上の写真は、樹林に包まれた福井県池田町の渓谷に架かる吊り橋の「かずら橋」。岐阜県揖斐川町と福井県池田町の県境に昨年11月開通した国道417号の「冠山峠道路」(延長7.8キロ)を走ってみたいと思い、ドライブがてら訪ねてみた。
車のナビで検索すると、途中、高速道路を使う滋賀県経由の推奨ルートが案内されたから、まだ更新されていないナビも多いのではないかと思う。
国道とはいうものの、県境には冠山(標高1257メートル)がまたがり、従来、両地域を行き来するには急カーブのある林道しかなく、冬季は通行止めになっていた。事業着手から20年を経て、いくつかのトンネルを掘り進めて完成した待望のインフラで、愛称は「クラウン(冠)ロード」に決まった。
開通により、両町間の所要時間は1時間半ほどになり、高速道路を使うより約1時間短縮された。かつ通行無料だ。愛称にも期待感が表れている。
国道417号を走り、揖斐川町側にある徳山ダムを通過して池田町側へ向かった。かずら橋は、新しく完成した冠山トンネル(全長4.8キロ)の出口から少し走った所にあった。


足羽川渓谷に架かる、天然カズラのツルでできた吊り橋で、全長44メートル、高さ12メートルある。早速渡ってみた。豊かな緑と清流の眺めが心地良いのだが、足元の踏み板のすき間が広い所もあり、上下に揺れると前へ進むのが少し怖かった。橋の上で愛を誓うと永遠に幸せになれるといわれているとかで、若いカップルにも人気の観光スポットのようだ。

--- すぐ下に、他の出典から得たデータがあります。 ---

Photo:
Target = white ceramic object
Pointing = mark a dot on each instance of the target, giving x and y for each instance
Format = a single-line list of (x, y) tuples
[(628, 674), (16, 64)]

吊り橋を渡るにも大人300円の通行料が必要だった。何度往復しても料金は同じだそうだが、私たち年配夫婦はスリルは1往復にしておいた。ツルに両手でつかまりながら一歩ずつ慎重に渡っていく女性たちもいた。


かずら橋を渡った先に水車広場があり、そば店で福井名物のおろしそばを食べながら足を休めた。かずら橋から歩いて15分ほどの所には、今年4月にオープンした「道のオアシス フォーシーズンテラス」があり、多くの人が訪れていた。
クラウンロードの開通により、紅葉シーズンともなれば一帯はさらに賑わうだろう。